The $44 billion allocated by Trump for the enhanced unemployment benefit is estimated to fund the weekly benefit for five weeks, or through August 29, according to a report by the nonpartisan Committee for a Responsible Federal Budget.

Who gets the enhanced unemployment benefit?

Unlike the $600 enhanced unemployment benefit, this new benefit will go only to Americans who are currently receiving $100 or more per week in state unemployment benefits. The enhanced benefit gets paid on top of state benefits.

Do I get nothing if my state doesn’t opt in?

Jobless Americans in states that either do not throw in an additional $100 in funding—or count $100 of current benefits toward it like in Ohio—will not receive the $300 in enhanced unemployment benefits.

Where does the federal money come from?

President Donald Trump’s memorandum would pull $44 billion in federal funds from the Federal Emergency Management Agency (FEMA) to pay for the federal portion of the $400 weekly benefit.

Is Trump’s enhanced unemployment benefit memorandum legal?
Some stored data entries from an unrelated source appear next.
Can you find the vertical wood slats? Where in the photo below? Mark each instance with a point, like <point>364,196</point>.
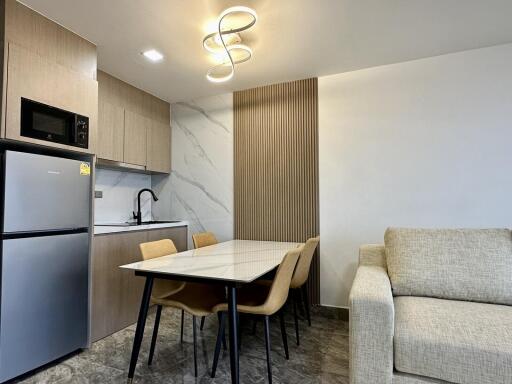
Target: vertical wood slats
<point>276,165</point>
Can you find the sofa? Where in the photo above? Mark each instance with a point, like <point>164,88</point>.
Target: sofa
<point>433,306</point>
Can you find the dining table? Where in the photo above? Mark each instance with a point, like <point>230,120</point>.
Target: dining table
<point>232,264</point>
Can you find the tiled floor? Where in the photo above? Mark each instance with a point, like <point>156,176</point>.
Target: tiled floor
<point>321,358</point>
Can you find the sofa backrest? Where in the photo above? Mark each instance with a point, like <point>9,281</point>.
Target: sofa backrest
<point>457,264</point>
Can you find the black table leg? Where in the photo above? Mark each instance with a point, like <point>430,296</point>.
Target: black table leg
<point>141,323</point>
<point>233,334</point>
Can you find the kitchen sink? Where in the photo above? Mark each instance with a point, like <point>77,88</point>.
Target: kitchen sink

Trump is allocating the enhanced pandemic unemployment benefit by tapping FEMA dollars. However, as my Fortune colleague Jeff Roberts reported Monday, current law prevents Americans already on state unemployment benefits from receiving unemployment benefits in this manner. And more than 16 million of the 30 million Americans who were receiving the $600 enhanced unemployment benefit before it expired in July were also on their state unemployment rolls.

That points to looming legal challenges.

Could Congress still reach a deal on a stimulus package?

President Trump’s memorandum came after unfruitful negotiations between Democratic and Republican leaders on Friday for a broad stimulus bill, which would have included a second round of stimulus checks and enhanced unemployment benefits to help Americans cope with the pandemic.

At first it looked like Trump signing the memorandum would pour cold water on negotiations. However, on Monday, Treasury Secretary Steven Mnuchin appeared on CNBC and told viewers that the White House is still open to a stimulus bill that includes stimulus checks, another round of forgivable PPP loans, and money for schools and hospitals.

“We’re prepared to put more money on the table,” Mnuchin said Monday on CNBC. “Again, if we can get a fair deal we’re willing to do it this week.”